Swamiji replied: “There is inevitably, and rightly so, a human element in one’s devotion to the guru. We’re human beings, and can’t just say in the Vedantic way, ‘All is Brahma.’ It was a deep pain to lose my Guru. Over time, however, I came to understand that he hadn’t in fact left me at all. In a way, I found he was with me more than ever.
“While he was living, there was always the delusion that, although I could feel him in my heart, his body was over there — perhaps sitting in the next room. It is hard to separate the Master’s body from his over-arching consciousness. When he left the body it was easier to keep his presence wholly in my heart.
“Once I asked him, ‘Will you be just as much with us after you leave your body as you are now?’ His answer was, ‘To those who think me near, I will be near.’
“I’m happy to be here to carry on his work now. It’s my blessing, and (I hope) my salvation. In a sense I still live in those days with Master — not in a spirit of nostalgia, but feeling him with me, guiding me in everything I do. I’m always reflecting on what he said, what he did, how he said it, how he did it, and on the subtle nuances of every movement. Those memories have molded my life. In these ways I’ve understood how to serve him. My main guideline has always been to ask myself, ‘What would my Guru say or do?’”

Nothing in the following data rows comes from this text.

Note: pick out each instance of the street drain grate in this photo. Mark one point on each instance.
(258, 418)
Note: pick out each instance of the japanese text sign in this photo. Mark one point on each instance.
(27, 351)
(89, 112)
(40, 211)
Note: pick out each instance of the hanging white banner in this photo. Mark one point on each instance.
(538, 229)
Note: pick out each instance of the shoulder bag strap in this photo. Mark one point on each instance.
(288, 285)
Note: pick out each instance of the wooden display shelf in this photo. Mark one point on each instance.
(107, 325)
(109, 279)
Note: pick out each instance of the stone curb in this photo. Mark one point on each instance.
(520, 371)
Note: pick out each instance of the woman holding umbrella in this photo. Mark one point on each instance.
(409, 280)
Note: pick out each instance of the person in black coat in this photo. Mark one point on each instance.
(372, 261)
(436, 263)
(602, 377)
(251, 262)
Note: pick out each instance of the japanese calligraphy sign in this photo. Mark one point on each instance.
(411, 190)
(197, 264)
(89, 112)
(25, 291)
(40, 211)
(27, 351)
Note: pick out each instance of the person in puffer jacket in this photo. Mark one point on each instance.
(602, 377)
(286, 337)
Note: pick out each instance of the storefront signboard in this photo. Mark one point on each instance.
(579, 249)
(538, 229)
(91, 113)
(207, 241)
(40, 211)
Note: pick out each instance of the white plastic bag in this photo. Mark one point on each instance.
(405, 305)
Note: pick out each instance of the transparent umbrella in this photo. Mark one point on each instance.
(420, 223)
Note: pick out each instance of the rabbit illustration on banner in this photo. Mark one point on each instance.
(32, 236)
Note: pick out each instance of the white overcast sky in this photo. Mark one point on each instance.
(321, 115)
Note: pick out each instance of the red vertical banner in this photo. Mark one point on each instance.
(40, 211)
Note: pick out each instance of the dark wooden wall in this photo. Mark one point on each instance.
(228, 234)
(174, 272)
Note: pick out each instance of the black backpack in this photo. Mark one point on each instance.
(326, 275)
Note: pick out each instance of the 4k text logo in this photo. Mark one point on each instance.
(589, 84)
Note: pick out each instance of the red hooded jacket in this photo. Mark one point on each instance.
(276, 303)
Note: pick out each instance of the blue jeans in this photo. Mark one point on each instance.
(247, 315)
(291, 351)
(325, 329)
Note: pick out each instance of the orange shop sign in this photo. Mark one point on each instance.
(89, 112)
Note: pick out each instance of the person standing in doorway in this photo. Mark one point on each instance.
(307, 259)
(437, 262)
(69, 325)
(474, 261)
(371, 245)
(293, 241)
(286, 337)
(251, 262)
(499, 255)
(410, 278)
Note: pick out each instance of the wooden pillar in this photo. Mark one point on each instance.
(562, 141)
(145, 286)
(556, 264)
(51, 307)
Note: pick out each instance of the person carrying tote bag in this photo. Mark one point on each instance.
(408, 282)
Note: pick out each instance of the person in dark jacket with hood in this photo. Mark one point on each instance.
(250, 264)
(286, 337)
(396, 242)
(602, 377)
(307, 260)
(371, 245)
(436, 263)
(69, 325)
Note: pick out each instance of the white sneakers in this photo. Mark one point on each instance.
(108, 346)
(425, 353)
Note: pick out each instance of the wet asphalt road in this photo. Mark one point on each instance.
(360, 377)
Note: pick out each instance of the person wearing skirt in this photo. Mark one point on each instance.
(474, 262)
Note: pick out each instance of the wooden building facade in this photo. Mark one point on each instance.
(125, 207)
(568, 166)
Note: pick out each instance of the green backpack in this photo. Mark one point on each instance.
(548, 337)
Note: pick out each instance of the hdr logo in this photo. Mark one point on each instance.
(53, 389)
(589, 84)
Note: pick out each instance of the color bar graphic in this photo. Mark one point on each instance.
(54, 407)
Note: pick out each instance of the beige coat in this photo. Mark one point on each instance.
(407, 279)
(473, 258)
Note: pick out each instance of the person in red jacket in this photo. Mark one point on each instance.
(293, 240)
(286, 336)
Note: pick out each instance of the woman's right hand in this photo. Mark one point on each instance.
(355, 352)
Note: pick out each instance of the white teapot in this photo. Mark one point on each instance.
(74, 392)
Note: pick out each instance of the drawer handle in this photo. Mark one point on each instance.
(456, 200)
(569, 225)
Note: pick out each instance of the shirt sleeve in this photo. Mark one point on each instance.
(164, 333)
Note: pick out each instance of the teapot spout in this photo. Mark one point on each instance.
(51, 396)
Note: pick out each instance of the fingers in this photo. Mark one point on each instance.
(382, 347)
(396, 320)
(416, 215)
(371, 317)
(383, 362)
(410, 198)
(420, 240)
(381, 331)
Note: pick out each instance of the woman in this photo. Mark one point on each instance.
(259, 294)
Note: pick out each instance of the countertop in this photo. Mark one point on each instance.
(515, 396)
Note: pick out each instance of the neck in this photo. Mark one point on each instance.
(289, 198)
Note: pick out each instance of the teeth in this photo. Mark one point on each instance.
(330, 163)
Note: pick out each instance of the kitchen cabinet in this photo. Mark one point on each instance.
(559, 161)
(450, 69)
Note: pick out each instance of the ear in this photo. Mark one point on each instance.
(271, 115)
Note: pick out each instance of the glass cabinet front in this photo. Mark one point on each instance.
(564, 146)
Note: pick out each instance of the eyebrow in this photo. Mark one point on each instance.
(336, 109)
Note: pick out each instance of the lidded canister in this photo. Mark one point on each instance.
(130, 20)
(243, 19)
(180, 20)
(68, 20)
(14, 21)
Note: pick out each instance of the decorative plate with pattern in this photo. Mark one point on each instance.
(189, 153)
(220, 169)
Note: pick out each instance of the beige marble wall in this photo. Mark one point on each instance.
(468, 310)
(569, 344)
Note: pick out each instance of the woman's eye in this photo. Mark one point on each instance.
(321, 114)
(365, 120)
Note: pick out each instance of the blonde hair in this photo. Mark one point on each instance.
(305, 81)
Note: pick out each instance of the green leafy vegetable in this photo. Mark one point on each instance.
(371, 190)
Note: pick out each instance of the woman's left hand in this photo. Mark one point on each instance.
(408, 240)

Often it happens that only towards the end of a great master’s life do those who are destined to carry on his mission come to him. Now was the time for Swami Kriyananda, who had come to Yogananda in the last three and a half years of the guru’s life, to take up the work the Master had commissioned him to do (“and you mustn’t disappoint me!”) and spread the message of Kriya Yoga throughout the world.